The Egleston neighborhood deserves a state-of-the-art and beautiful Library with generous open space, on a lot that is fully dedicated to a stand-alone Library.
The Egleston Square Branch Library, in its renovation and design, should demonstrate the public commitment to the myriad functions of the Library as a community anchor, center of learning, and gathering place. Devoting the current parcel of land solely to the Library prioritizes and makes visible that commitment.
We are a diverse neighborhood – diverse in race, income, age, and family size. The Library is our shared public building. Preserving the existing site completely for Library use indicates value and respect for our neighborhood Library.
Outdoor space for the Library is essential, with square footage for programming, pathways, and permaculture. The outdoor educational programming is an established feature of the Egleston Library, and designated space should be added to the program for the new library design. Outdoor space needs include:
- Designating sufficient back yard space for the permaculture orchard and gardens, outdoor classroom & event space, storage, and composting, approximately 50% of current back yard, away from the noise of busy Columbus Avenue;
- Retaining front yard space for educational gardens, flowering trees, book box, free seed library, and public art, approximately 50% of current front yard;
- Preserving width of existing pathway that links Walnut Park with Columbus Ave., providing pedestrian access to homes and the Library;
- Improving the border between the Library and St. Mary of the Angel Church.

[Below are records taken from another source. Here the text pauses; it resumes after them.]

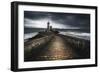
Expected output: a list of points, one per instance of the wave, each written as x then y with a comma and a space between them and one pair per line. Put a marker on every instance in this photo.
82, 35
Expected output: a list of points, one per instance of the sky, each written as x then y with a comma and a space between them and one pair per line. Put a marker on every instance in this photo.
57, 20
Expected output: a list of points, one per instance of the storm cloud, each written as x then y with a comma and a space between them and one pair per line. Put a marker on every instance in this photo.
57, 20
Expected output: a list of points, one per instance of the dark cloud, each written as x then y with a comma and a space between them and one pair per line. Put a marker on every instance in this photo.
72, 19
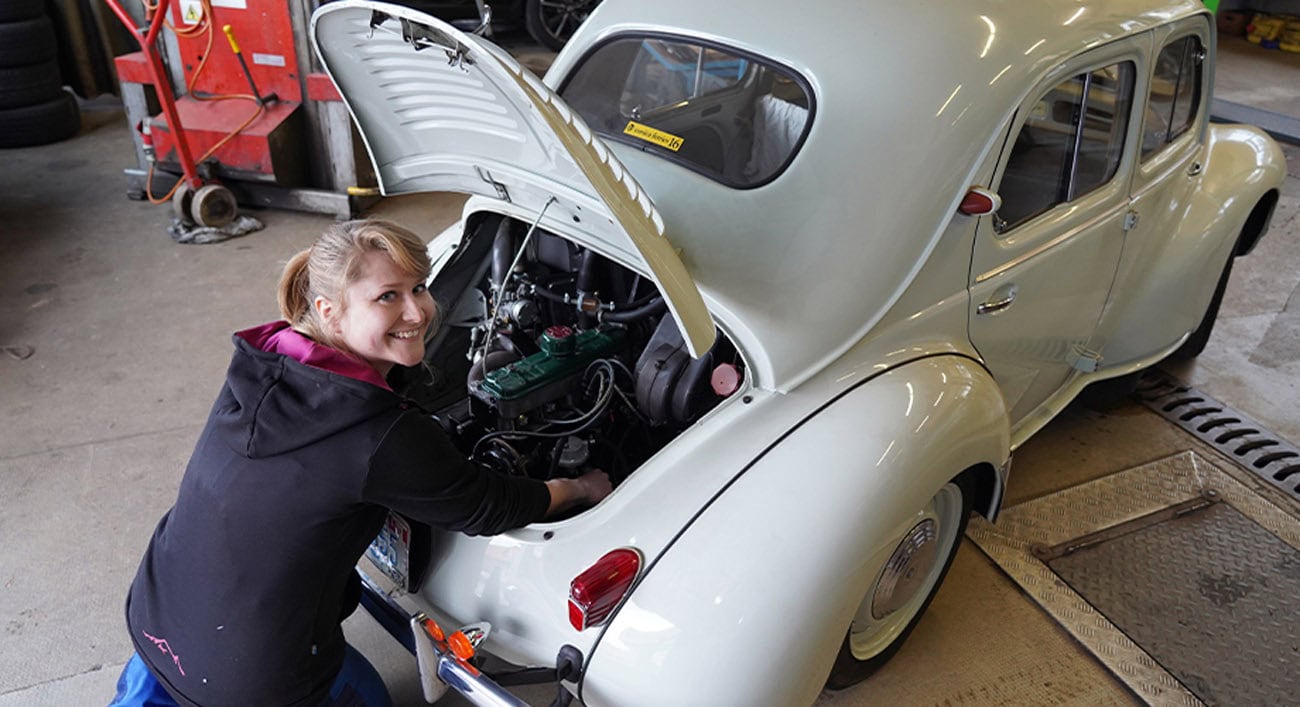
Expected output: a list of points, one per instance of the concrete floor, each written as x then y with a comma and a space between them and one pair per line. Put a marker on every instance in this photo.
113, 342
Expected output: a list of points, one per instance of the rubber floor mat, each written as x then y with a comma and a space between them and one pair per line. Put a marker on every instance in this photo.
1175, 575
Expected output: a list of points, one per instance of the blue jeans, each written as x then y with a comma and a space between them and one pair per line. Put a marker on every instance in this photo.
358, 685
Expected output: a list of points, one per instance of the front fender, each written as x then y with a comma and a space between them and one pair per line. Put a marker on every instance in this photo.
752, 601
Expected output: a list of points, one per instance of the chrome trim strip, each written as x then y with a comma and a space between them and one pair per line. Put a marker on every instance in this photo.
1052, 243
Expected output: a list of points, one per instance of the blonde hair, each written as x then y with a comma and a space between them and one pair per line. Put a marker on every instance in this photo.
334, 261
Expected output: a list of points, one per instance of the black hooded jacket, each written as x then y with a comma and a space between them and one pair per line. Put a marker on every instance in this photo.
239, 595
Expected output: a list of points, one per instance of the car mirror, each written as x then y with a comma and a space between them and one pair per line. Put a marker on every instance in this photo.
979, 202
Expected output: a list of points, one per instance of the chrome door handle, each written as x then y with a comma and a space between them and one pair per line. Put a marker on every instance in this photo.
1002, 299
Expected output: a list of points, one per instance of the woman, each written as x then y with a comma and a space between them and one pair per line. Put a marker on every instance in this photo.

We support the existing program to double the inside space of the Library in order to accommodate increased programming, classroom & meeting space, and better facilities for staff and patrons. We welcome the increased accessibility and attention to energy efficiency in a new building.
We originally supported consideration of adding housing to the Library site, and participated in the meetings with the Library Study Team, the Housing Innovation Lab, and the Department of Neighborhood Development about that topic. ESNA offered some initial thoughts about housing considerations in its letter to the Library Study Team 2/24/21, including considering additional height and affordability. The Friends Group of the Egleston Square Branch Library offered its renovation priorities 11/30/20, which also included consideration of housing.
After participating in the Study and in reviewing the proposals in the Final Report, it is not possible to achieve our goals for a quality Library with generous outdoor programming space and good connections to its surrounding neighbors if housing is included.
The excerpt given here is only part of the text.